The Indian markets continued to trade well above the dotted line as the index movement was in a range bound manner during the previous two hours of trade. Buying activity is being witnessed in stocks across sectors led by realty, IT and metal stocks. Those from the consumer durables and power sectors are amongst the lowest gainers at the moment.

The BSE-Sensex is trading up by 240 points (up 1.5%), while NSE-Nifty is trading higher by about 75 points (up 1.6%). Stocks from the midcap and smallcap spaces are trading firm as well as the BSE-Midcap index and BSE-Smallcap indices are trading higher by 0.9% each. The rupee is trading at 47.56 to the US dollar.

Steel stocks are currently trading firm led by SAIL, JSW Steel and Tata Steel. A leading business daily has reported that steel major, SAIL is mulling over cutting price of its flat steel products by Rs 1,500 to Rs 2,000 per tonne next month (June 2010) onwards. The company's management has attributed higher imports as the reason for the same. On the back of strong steel demand in Indian markets, a number of steel manufacturers have been exporting their products to the nation. As such, domestic steel manufacturers have seen a good amount of inventory building up. As such, this move is mainly aimed at reducing the inventory levels of the company. Flat steel is an important product for SAIL as nearly 60% of its revenues come from this product. The balance is shared by long steel.

The management has however added that this price cut is temporary in nature. Considering that flat products contribute to a major portion of the revenues, there would definitely be a slight impact on its operating margins. However, there would be a certain amount of room for reduction in prices considering the company earned margins of 26% during the quarter ending December 2009.

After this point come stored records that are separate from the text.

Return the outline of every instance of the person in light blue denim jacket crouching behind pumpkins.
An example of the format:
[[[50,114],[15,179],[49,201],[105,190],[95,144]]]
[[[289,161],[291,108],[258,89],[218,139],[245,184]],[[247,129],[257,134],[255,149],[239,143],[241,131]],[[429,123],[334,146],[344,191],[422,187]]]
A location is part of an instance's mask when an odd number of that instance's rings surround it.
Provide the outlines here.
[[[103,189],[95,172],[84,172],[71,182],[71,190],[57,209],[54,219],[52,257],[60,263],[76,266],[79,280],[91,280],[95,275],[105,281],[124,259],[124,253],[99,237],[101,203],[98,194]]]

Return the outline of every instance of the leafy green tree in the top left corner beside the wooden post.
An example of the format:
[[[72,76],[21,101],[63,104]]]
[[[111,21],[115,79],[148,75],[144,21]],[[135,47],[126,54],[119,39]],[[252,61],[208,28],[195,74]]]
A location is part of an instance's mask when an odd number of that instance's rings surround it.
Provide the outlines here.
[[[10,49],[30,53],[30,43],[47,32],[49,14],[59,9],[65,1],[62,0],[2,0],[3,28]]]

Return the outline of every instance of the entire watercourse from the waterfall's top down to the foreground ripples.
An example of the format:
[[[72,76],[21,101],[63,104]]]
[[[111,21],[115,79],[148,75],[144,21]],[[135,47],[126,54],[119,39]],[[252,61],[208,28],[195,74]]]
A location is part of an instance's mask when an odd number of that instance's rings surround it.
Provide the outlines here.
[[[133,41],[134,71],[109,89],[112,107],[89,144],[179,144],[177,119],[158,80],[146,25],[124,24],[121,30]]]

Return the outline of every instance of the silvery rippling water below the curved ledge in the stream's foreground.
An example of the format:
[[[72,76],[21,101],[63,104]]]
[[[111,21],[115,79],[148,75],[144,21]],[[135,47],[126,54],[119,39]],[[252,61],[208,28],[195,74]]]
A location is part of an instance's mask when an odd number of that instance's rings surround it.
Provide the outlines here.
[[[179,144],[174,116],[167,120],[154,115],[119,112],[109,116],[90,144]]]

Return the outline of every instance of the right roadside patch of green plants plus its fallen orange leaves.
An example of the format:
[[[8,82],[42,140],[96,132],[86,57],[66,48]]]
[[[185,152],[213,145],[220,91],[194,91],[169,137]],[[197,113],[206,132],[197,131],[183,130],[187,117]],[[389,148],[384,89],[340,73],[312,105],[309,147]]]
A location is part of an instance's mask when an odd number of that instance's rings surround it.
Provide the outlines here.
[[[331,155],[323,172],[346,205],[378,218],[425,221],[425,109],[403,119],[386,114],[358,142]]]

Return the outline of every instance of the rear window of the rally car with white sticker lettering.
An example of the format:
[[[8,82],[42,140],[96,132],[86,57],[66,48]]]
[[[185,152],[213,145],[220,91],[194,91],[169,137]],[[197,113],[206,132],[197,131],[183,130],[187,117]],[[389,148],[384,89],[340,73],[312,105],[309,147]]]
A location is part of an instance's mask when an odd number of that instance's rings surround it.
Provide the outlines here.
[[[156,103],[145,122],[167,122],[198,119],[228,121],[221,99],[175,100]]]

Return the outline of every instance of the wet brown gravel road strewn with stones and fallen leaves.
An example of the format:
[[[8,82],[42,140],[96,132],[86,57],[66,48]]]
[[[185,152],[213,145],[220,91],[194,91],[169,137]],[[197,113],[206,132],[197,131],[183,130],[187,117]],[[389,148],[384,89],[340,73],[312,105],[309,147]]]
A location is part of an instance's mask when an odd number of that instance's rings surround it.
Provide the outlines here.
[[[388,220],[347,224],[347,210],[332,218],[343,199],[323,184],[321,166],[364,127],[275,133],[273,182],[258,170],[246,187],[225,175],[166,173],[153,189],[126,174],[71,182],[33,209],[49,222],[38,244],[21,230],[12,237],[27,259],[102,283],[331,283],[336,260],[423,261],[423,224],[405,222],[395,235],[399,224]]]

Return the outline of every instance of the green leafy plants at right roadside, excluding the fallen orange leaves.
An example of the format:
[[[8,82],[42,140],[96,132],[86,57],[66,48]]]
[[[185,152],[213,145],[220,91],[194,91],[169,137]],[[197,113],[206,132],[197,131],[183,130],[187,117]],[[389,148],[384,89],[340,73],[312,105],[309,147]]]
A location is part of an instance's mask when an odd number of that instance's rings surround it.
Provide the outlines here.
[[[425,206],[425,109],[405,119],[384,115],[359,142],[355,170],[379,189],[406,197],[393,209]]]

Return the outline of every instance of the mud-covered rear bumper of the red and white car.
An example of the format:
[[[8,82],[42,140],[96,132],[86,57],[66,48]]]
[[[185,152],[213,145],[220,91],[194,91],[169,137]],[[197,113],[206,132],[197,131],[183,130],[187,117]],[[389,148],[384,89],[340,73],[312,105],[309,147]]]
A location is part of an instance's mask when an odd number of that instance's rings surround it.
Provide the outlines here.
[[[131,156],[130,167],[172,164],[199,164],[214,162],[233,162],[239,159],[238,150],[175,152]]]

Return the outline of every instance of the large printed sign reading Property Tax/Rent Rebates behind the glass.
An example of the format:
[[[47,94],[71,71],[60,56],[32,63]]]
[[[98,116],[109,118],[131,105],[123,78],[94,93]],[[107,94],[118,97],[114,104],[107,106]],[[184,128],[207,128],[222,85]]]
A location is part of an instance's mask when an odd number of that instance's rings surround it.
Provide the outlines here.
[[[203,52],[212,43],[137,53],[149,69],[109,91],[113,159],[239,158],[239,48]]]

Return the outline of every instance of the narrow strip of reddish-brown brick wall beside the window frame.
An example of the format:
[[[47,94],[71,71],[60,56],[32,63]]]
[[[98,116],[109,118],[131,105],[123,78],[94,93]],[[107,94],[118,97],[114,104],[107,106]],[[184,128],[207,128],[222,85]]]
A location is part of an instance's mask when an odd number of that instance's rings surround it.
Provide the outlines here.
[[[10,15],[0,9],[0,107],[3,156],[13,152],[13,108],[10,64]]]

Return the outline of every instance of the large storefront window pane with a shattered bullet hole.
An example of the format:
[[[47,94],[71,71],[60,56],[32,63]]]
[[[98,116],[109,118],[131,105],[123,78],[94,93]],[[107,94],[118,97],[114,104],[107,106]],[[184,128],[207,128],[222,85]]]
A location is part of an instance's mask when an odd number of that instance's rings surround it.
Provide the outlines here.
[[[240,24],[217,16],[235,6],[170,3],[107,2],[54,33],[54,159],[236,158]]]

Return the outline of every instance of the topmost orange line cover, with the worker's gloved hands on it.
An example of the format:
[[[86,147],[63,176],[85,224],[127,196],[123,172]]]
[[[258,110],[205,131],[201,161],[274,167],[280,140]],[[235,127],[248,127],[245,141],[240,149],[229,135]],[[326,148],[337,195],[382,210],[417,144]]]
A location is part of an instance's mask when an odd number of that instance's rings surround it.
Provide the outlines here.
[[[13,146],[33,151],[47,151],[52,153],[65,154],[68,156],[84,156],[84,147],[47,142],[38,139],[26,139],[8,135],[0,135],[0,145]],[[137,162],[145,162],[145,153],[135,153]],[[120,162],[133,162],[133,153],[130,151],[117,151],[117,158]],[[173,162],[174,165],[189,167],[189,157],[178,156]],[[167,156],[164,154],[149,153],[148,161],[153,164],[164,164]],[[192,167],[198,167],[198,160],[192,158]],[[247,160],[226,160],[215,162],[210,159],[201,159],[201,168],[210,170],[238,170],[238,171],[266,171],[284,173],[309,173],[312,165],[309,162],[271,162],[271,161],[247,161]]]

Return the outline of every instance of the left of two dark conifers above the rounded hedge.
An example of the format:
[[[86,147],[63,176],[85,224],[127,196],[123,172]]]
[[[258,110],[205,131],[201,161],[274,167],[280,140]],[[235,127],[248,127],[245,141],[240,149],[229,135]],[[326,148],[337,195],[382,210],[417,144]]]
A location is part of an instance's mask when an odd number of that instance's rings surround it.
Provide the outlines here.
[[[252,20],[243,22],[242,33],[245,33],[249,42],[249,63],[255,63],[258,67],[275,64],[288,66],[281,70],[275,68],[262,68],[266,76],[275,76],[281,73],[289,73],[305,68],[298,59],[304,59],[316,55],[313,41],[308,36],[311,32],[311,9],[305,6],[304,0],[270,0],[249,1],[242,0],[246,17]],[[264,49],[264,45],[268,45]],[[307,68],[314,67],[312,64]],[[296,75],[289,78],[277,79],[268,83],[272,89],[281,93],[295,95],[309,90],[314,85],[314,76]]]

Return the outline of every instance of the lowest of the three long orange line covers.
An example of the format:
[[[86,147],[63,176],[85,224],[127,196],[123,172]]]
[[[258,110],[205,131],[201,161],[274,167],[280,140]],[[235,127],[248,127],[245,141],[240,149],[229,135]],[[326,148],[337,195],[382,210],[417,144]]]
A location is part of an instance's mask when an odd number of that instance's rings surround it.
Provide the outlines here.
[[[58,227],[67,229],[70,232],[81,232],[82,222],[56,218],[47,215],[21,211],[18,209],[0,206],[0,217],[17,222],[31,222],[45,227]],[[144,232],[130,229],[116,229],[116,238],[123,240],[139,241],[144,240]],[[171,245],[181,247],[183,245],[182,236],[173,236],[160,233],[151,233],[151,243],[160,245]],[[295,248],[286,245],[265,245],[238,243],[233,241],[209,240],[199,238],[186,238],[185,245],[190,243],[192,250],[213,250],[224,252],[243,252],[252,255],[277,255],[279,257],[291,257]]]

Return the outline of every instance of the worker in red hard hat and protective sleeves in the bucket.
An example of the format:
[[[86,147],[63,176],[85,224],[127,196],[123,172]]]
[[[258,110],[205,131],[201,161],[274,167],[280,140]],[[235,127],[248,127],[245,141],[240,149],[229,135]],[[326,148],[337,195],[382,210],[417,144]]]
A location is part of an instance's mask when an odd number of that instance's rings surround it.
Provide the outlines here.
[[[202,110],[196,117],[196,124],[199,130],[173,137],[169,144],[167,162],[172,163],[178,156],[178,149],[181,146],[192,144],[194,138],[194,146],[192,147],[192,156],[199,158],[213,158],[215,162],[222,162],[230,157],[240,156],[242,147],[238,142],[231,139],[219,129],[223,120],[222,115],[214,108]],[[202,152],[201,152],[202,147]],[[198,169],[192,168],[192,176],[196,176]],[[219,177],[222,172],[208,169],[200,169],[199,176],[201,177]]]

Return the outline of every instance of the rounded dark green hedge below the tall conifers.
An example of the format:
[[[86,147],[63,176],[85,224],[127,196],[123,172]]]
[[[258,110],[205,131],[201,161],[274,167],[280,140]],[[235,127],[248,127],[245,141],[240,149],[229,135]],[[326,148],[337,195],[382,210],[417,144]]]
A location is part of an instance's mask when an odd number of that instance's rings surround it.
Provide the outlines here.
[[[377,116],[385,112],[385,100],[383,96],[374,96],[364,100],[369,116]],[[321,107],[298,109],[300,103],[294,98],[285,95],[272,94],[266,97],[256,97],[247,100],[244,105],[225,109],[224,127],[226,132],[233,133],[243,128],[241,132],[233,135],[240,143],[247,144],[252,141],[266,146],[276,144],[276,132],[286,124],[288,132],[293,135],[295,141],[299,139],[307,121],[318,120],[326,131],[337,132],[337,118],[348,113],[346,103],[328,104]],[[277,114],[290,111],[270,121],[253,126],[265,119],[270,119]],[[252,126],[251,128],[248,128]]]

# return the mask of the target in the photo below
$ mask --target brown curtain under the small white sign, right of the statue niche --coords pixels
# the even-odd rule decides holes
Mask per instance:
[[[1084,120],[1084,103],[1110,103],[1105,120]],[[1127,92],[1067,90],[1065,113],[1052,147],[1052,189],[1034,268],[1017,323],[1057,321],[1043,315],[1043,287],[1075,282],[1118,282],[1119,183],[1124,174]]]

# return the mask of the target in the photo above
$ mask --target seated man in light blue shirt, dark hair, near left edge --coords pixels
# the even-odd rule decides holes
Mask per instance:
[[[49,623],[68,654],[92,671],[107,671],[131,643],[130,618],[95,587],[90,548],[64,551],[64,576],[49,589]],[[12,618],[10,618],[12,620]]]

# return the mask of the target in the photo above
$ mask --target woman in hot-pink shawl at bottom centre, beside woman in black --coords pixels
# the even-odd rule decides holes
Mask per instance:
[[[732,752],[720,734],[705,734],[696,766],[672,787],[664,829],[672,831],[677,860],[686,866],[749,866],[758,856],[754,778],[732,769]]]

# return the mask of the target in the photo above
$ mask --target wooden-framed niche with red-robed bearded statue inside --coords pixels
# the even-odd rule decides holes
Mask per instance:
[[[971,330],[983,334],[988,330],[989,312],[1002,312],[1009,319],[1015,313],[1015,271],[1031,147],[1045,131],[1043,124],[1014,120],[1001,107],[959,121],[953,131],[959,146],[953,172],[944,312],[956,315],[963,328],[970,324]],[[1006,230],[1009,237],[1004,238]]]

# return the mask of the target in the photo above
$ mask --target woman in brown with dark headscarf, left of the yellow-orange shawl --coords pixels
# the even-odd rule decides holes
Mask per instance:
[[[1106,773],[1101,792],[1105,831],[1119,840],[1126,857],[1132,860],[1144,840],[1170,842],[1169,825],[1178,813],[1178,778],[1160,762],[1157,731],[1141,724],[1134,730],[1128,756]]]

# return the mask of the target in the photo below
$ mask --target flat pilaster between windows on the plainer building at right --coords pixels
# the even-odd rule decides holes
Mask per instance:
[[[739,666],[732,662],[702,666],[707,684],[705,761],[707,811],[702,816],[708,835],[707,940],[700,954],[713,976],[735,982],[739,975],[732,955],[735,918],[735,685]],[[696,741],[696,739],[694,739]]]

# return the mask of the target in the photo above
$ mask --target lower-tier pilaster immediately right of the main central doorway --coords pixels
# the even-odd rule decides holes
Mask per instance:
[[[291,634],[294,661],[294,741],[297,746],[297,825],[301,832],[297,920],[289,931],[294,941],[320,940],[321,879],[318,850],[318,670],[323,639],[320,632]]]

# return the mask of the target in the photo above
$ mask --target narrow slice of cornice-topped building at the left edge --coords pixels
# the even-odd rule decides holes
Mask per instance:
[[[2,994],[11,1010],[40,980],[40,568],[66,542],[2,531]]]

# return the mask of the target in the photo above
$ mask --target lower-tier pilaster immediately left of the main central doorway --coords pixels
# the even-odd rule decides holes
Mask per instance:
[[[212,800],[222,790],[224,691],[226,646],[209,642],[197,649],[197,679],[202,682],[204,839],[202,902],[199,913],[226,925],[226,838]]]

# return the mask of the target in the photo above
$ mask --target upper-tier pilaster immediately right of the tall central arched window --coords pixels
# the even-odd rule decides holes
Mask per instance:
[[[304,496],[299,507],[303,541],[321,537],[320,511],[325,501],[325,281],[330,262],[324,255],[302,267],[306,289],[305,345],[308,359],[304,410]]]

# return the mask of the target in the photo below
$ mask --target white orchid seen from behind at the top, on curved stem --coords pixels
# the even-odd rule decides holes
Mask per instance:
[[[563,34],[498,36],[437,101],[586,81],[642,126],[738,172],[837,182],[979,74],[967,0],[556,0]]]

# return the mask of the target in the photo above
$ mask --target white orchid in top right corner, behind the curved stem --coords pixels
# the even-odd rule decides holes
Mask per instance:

Power stocks are currently trading firm led by NHPC, Tata Power and NTPC. Power Trading Corporation of India (PTC) announced its results for the quarter and year ended March 2010 recently. For the full year, the company reported a revenue growth of 19% YoY. This was mainly on the back of a 32% YoY increase in volumes. However, as the company sourced power at a cheaper rate (as it passed on costs to the buyers) realizations were impacted. Nonetheless, at the operating level, the company's profits grew at a strong pace of 127% YoY. This was a direct impact of an improvement in trading margins. However, profits for the year increased at a muted pace of 3% YoY. Lower other income and higher tax outgo were the key reasons for the same. As for the quarterly numbers, while revenues grew by 5% YoY (despite a 47% YoY increase in volumes), profits fell by 11% YoY. Higher tax outgo and lower other income were reasons for the same as well.